Rugby Club Krusevac
- Full name: Рагби клуб Крушевац Ragbi Klub Krusevac
- Nickname: Wolves
- Founded: 1992; 34 years ago
- Location: Kruševac, Serbia
- League: Rugby Championship of Serbia,

Official website
- rugbykrusevac.org/news.php

= Rugby Club Krusevac =

Serbian rugby union team, based in Kruševac

Rugby Club Krusevac, (Serbian: Рагби клуб Крушевац) is a rugby union team from Kruševac, Serbia. The club is a member of the Rugby Union of Serbia. The team wears an orange and black strip.

== History ==

The first rugby ball in Krusevac brought Dragan Vujasinovic, officer of Yugoslav People Army, in October 1982. Next year he started section in military camp "July th". Club with same name was formed in March 1984 and played till the end of 1986.
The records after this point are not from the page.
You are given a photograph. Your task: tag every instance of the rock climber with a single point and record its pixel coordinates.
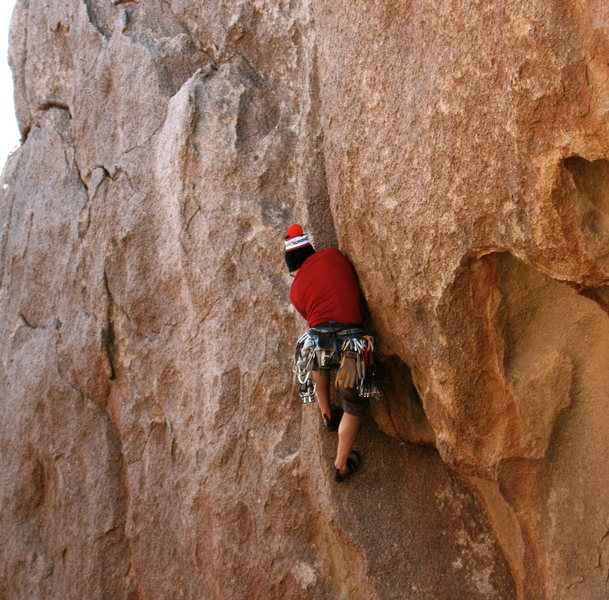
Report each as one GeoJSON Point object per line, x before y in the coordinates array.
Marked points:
{"type": "Point", "coordinates": [325, 291]}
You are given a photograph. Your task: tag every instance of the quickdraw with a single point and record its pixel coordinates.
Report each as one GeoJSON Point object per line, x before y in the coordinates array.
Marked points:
{"type": "Point", "coordinates": [303, 365]}
{"type": "Point", "coordinates": [367, 382]}
{"type": "Point", "coordinates": [304, 356]}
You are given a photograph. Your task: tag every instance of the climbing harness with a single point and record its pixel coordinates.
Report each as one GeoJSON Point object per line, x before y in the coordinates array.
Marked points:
{"type": "Point", "coordinates": [329, 346]}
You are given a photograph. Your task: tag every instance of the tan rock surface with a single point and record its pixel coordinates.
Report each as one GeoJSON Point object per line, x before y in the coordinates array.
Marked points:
{"type": "Point", "coordinates": [152, 444]}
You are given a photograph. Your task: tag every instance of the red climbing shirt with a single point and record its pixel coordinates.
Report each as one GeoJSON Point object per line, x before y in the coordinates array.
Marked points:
{"type": "Point", "coordinates": [326, 289]}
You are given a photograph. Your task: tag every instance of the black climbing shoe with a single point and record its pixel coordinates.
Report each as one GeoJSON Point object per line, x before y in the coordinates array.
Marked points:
{"type": "Point", "coordinates": [352, 466]}
{"type": "Point", "coordinates": [334, 421]}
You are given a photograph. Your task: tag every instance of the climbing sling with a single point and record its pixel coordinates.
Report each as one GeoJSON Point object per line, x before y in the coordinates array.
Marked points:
{"type": "Point", "coordinates": [336, 346]}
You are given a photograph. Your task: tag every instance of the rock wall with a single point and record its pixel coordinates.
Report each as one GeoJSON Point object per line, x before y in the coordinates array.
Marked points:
{"type": "Point", "coordinates": [152, 443]}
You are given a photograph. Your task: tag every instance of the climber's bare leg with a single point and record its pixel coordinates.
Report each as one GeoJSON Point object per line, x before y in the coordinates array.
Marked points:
{"type": "Point", "coordinates": [347, 430]}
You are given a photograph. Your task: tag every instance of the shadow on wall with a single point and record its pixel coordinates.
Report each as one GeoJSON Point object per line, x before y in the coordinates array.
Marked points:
{"type": "Point", "coordinates": [399, 412]}
{"type": "Point", "coordinates": [582, 197]}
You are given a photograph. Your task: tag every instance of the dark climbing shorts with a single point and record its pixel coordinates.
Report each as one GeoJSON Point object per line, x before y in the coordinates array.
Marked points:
{"type": "Point", "coordinates": [353, 403]}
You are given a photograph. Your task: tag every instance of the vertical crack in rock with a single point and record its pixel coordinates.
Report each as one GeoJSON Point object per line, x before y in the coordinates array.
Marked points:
{"type": "Point", "coordinates": [319, 207]}
{"type": "Point", "coordinates": [108, 336]}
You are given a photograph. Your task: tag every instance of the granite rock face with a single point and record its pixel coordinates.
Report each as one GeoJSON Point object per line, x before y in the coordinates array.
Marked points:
{"type": "Point", "coordinates": [152, 443]}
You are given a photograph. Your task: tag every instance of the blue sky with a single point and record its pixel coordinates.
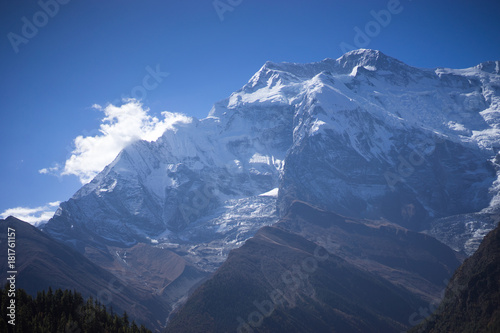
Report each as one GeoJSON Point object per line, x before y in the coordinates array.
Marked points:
{"type": "Point", "coordinates": [92, 53]}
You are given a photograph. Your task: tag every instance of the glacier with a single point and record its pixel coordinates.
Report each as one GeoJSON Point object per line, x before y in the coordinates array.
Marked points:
{"type": "Point", "coordinates": [364, 135]}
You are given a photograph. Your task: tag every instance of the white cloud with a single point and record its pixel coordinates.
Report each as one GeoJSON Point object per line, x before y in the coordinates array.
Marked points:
{"type": "Point", "coordinates": [34, 216]}
{"type": "Point", "coordinates": [120, 126]}
{"type": "Point", "coordinates": [51, 170]}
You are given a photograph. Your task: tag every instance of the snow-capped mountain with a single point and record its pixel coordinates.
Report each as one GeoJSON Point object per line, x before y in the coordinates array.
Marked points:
{"type": "Point", "coordinates": [364, 135]}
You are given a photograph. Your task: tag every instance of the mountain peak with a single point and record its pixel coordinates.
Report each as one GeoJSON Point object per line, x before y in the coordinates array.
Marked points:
{"type": "Point", "coordinates": [492, 67]}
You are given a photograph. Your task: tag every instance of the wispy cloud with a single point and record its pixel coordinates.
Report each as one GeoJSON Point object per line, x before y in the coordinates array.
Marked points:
{"type": "Point", "coordinates": [120, 126]}
{"type": "Point", "coordinates": [34, 216]}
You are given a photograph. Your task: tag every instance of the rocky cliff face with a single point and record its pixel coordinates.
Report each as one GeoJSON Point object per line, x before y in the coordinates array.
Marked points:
{"type": "Point", "coordinates": [364, 135]}
{"type": "Point", "coordinates": [472, 299]}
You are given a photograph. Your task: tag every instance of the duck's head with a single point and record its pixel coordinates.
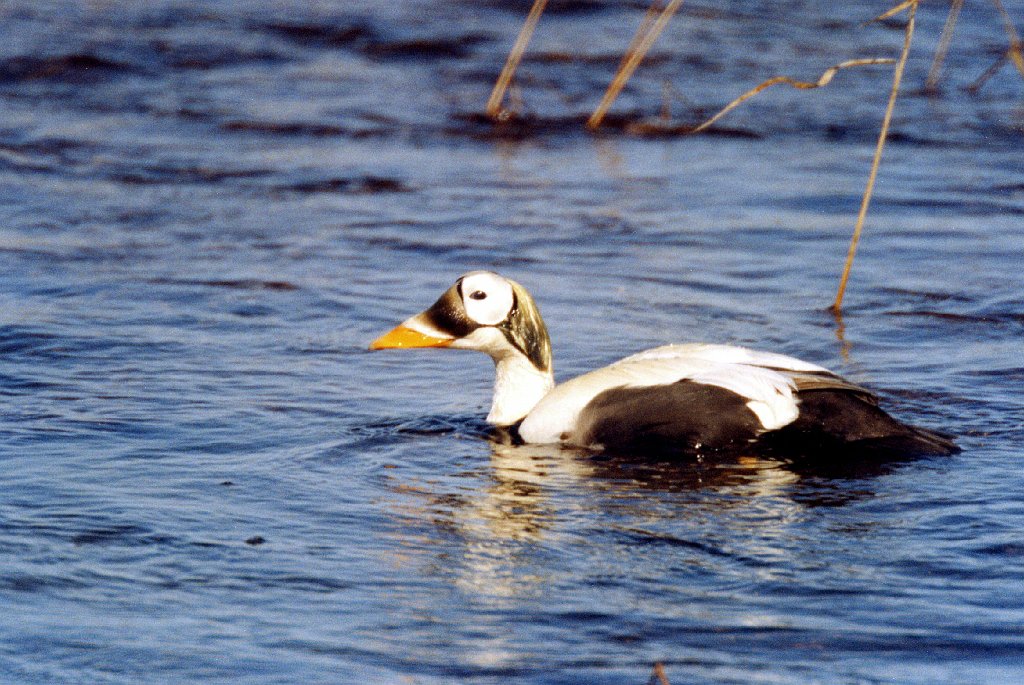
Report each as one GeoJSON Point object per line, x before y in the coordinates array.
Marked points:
{"type": "Point", "coordinates": [482, 311]}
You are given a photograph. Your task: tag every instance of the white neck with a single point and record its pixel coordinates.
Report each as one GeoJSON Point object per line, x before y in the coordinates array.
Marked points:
{"type": "Point", "coordinates": [518, 387]}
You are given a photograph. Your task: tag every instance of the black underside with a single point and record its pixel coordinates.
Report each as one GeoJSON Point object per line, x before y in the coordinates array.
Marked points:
{"type": "Point", "coordinates": [690, 418]}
On 19 August 1992, a group of former players from the "July 7th Rugby Club" formed Rugby Club Krusevac. The first President was Mr. Ljubisa Popovic. Club was mainly focused on work with young players. The first ever Serbian born player who played in England, Aleksandar Mihajlovic, was product of RC Krusevac. He played for Bedford Athletic RUFC, Bedford Blues, Launceston RFC in UK and County Carlow in Ireland.

Since 1992 RC Krusevac produced 13 senior representatives of Serbia and more than 20 U18 and U20 representatives.

The first female team in Serbia was formed in Krusevac, in September 2005.

From 2001. till 2013. RC Krusevac organized international sevens tournament which gathered teams from Fiji, UK, Romania, Polska, Hungary, Belgie, Australia, Bulgaria, Bosnia&Herzegovina, Montenegro...

Due to the lack of money in last couple of years RC Krusevac is oriented on work with young categories.